In two- to three-day units, this type of cyclical review will be the most effective preparation your child can get. No more than half an hour per day, but make the most of that time to feel both productive and rested.

3. The big picture

You may want to work in little bite-sized portions, but this doesn’t mean losing sight of the bigger picture.

First, there is the big picture when it comes to preparation. Feeling lost in the middle of all that day-to-day revision? Not sure whether you are focussing on the right areas of study with your child? Begin by speaking to your child’s teacher. Read their school reports. Every couple weeks (and not more often than that!) you can consider setting your child part of a timed assessment. The time constraint is good to practice every once in a while, and it will reveal the areas in most need of improvement.

Second, there is the big picture when it comes to getting accepted. It is a wonderful accomplishment and vote of confidence to be accepted into the school of your dreams. But it is just as important for your child to be able to visualise what will happen if they do not get in, and to understand that the exam date does not stand between you and a sheer drop off a cliff.
Discuss what your child will do next with either outcome. Maybe you have some past experiences of school applications, job interviews, or other assessments that you can talk about. Everyone, even adults, face these scary processes, and your child will benefit from hearing you be vulnerable about your own challenges.

Every parent manages expectations in their own way, and this is going to be particular to you and your child. That said, it is worth emphasising that these entrance exams do not define the skill or potential of the students in question. There is nothing but truth in this. If you are already involved in your child’s education and development, your support will prove far more important than the outcome of a test.

4. Step back

This point leads naturally on to the next: step back! If your child seems really stressed and anxious, if they’re feeling ill on a given day, or express the need for a break, allow them that space.

Time away from revision does not have to be unproductive time. If you are able to tie leisure time in to study time, so much the better. Maybe your child could draw the characters from the book they are reading. Go to a science museum and wander the exhibits on a weekend. Watch a cheesy historical film set in a period that your child is studying.

Forming connections and asking questions are both at the very heart of educational growth. Never is this more the case than in prepping for entrance exams, when the seemingly arbitrary papers are often trying to draw out the problem-solving and innovative spirit in the student.

Routine and consistency are necessary work, but time away is energising. Diverse input will fuel your child’s imagination in new ways. Try audiobooks or the radio during quiet time, work some walking or sport outside into your daily schedule. After some time away from obvious revision time, your child will be more prepared to sit down at the desk when it’s called for. With the right support, you and your child can trade out stress for fun, and still be productive!

5. Exam day

So you’ve prepared, revised, planned, and it’s finally exam day. Today, there should be no studying. Smile—you deserve to! Even though it feels like the big exam is yet to come, it’s actually already over. Preparing was the challenge. Taking the exam should be like the celebration.

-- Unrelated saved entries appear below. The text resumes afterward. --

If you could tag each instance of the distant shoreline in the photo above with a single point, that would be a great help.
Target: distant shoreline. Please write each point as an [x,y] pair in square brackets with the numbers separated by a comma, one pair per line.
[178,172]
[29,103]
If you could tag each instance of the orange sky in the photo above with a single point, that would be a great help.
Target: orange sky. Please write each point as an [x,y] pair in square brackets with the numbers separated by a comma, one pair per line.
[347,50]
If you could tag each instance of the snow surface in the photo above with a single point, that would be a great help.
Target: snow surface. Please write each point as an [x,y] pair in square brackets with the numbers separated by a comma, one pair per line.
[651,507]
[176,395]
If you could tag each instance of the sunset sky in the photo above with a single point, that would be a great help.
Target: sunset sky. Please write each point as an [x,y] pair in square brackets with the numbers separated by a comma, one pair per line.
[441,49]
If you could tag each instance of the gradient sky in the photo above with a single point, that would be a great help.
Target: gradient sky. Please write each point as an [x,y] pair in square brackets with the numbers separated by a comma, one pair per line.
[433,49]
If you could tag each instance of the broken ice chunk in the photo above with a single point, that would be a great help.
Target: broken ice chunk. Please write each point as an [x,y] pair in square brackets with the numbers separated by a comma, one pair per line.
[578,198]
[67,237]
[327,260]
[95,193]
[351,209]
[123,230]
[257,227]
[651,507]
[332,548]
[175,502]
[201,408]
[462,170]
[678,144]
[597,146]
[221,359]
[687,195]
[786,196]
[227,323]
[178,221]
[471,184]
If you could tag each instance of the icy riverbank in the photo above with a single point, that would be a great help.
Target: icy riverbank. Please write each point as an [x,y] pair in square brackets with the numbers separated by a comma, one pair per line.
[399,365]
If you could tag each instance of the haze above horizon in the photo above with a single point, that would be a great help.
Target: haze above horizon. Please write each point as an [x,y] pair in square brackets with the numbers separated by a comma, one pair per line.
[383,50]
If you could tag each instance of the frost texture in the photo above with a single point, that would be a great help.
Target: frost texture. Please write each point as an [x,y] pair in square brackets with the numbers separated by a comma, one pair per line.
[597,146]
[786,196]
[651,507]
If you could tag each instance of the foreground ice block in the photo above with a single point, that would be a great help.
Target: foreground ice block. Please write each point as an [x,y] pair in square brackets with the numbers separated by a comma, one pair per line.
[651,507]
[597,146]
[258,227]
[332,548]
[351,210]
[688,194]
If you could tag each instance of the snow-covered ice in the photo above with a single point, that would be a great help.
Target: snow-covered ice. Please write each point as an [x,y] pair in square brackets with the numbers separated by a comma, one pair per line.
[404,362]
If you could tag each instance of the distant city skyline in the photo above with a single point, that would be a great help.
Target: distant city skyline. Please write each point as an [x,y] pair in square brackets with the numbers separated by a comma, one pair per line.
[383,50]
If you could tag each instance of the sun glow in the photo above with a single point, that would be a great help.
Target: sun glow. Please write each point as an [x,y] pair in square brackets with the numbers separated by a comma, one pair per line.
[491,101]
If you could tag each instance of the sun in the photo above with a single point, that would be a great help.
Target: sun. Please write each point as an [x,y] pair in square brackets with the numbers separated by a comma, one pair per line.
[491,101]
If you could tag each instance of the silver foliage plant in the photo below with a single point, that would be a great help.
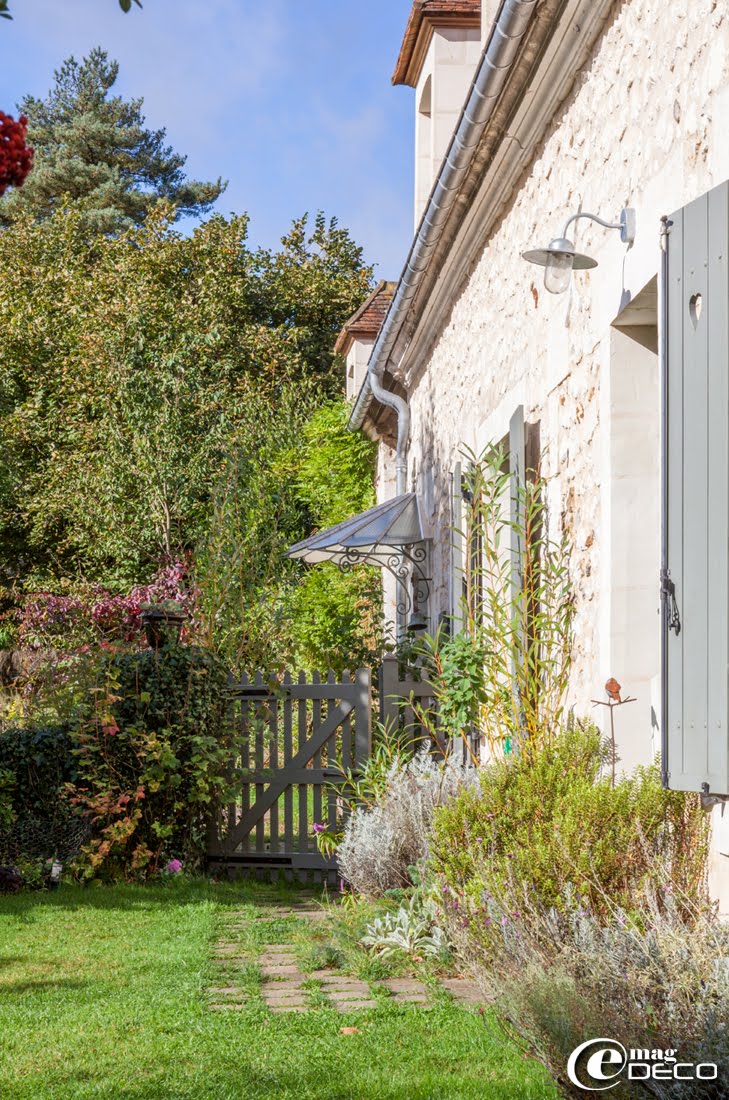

If you are able to convey a sense of fun and adventure, you will dispel most of the pressure from the day. Your child will be surrounded by stressed kids, so there’s no point in ignoring the stress in the room. Instead, redirect it. You’re nearly there!

Be prepared for whatever energy follows your child out of the exam room. They deserve to be embraced and praised no matter how their morning has gone. And so do you. Congratulate yourself for accompanying them through these last, difficult months. No matter what happens, you and your child have grown together, and that is something of which you can be wonderfully proud.